Archives For Ana Isabel Ramos – Uma portuguesa no Panamá

 

Ele há “postais” que transcendem qualquer fronteira.

Já de volta ao Panamá, temos estado com obras em casa, em virtude (ou desvirtude) de o chão de pedra da sala se ter levantado e explodido, devido a um “assentamento” do edifício. E pensar em obras em casa dá logo dores de cabeça, seja em que latitude for.

Com obras aqui no Panamá, e com este contacto forçado com o mundo da construção civil, tem sido curioso descobrir que há estereótipos que pensava serem bem “tugas”, mas, bem pelo contrário, são universais.

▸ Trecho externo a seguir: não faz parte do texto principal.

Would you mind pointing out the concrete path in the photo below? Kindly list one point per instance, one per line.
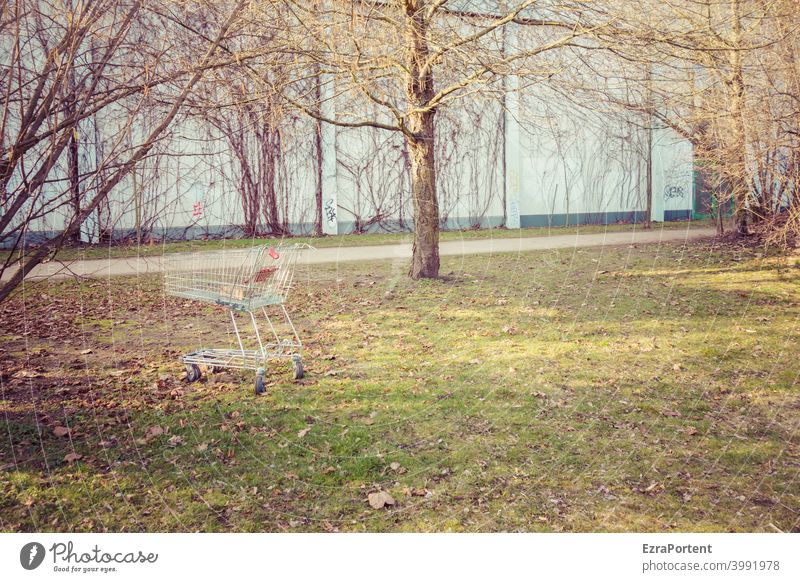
(144, 265)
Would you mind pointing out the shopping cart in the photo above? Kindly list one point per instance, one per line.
(247, 282)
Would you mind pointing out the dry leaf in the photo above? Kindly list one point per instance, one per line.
(60, 431)
(153, 431)
(380, 499)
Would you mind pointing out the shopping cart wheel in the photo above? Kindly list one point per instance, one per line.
(193, 372)
(297, 369)
(260, 381)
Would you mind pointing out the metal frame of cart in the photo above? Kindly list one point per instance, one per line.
(247, 281)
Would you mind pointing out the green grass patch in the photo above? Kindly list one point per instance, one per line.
(647, 388)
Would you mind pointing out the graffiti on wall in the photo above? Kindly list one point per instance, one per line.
(330, 211)
(672, 192)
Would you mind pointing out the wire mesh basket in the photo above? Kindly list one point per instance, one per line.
(245, 281)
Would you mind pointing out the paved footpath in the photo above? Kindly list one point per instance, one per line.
(145, 265)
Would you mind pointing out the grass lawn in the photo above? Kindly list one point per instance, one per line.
(345, 240)
(633, 388)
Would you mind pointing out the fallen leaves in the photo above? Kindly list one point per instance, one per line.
(175, 441)
(72, 457)
(380, 499)
(60, 431)
(153, 432)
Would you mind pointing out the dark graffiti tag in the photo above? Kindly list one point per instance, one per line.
(330, 211)
(674, 192)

Comecemos então pelo Pintas. O Pintas, assim chamado devido ao seu discurso e linguagem corporal de “vocês desconhecem tudo sobre o tema e eu, em contrapartida, domino-o”, chega e entra casa adentro, dono da empresa que vai executar o arranjo. Para ele, tudo é fácil, nada suja e os rapazes vão deixar tudo num brinquinho quando saírem. O melhor de tudo é a sua pontualidade, em que “agora” significa “daqui a meia hora, com sorte” e “estou no elevador da outra torre” significa “não me maces, mulher, que sou preciso noutro lugar”. Há sinais que o delatam: o porta-chaves com a chave do carro que pende do bolso, deixando a marca de fora. A camisa, não entalada, a cair-lhe em grande estilo por cima das calças de ganga, que são de marca e vincadas, claro. Usa sapato fino e nota-se, de uma forma geral, que há anos que não carrega um balde, quanto mais um carrinho de mão. Não admira que não saiba que uma obra suja, olhando para o seu aprumo; ele simplesmente não frequenta. Para melhorar tudo, trata toda a gente por tu, desde o empregado ao cliente, e pergunta muitas vezes se entendemos (porque todos sabemos que nós, mulheres, pouco ou nada entendemos).

Depois temos o E legado do Pintas, um pobre desmotivado cuja única luz na sua vida laboral é o dia do pagamento. Nesse dia, trabalha meio tempo para ir receber o cheque e distribui com intervalos generosos de tempo as tarefas pelas poucas horas em que trabalha. Do Pintas, nem o número de telefone tem; encontram-se apenas quando este aparece, qual visão, para vistoriar o trabalho, e de caminho dar-lhe ordens. O Empregado do Pintas é um pobre desmotivado, que não entende o conceito de brio nem lhe compensa trabalhar mais rápido. Por isso traz o jornal, o telemóvel, e, se possível, companhia para conversar. O seu lema é “Calma. Muita. Calma.”

Finalmente temos não os senhorios (que desses, felizmente, só podemos dizer bem) mas sim a sua Representante na cidade, já que vivem fora. E a sua Representante é, também ela, um estereótipo. É reconhecida pela forma como trata mal a quem sente que está num degrau abaixo na sua linha nobiliárquica interna, aquela que só ela conhece, e com falsa deferência a quem sente que está acima. É um encanto na sua calça justíssima e de cintura demasiado baixa, e exibe a sua roupa interior como se disso dependesse a nossa felicidade. Naturalmente, interrompe os outros e não ouve nada do que lhe dizem, inventando explicações e justificações para assuntos que claramente não domina. É constantemente desmentida pelos factos, que ela ignora pacificamente. Afinal de contas, ela sabe.

Tudo isto para dizer o quê? Que a expressão “só neste país…”,  tantas vezes ouvida na paragem do 713, não tem qualquer validade. Ele há “postais” que transcendem qualquer fronteira.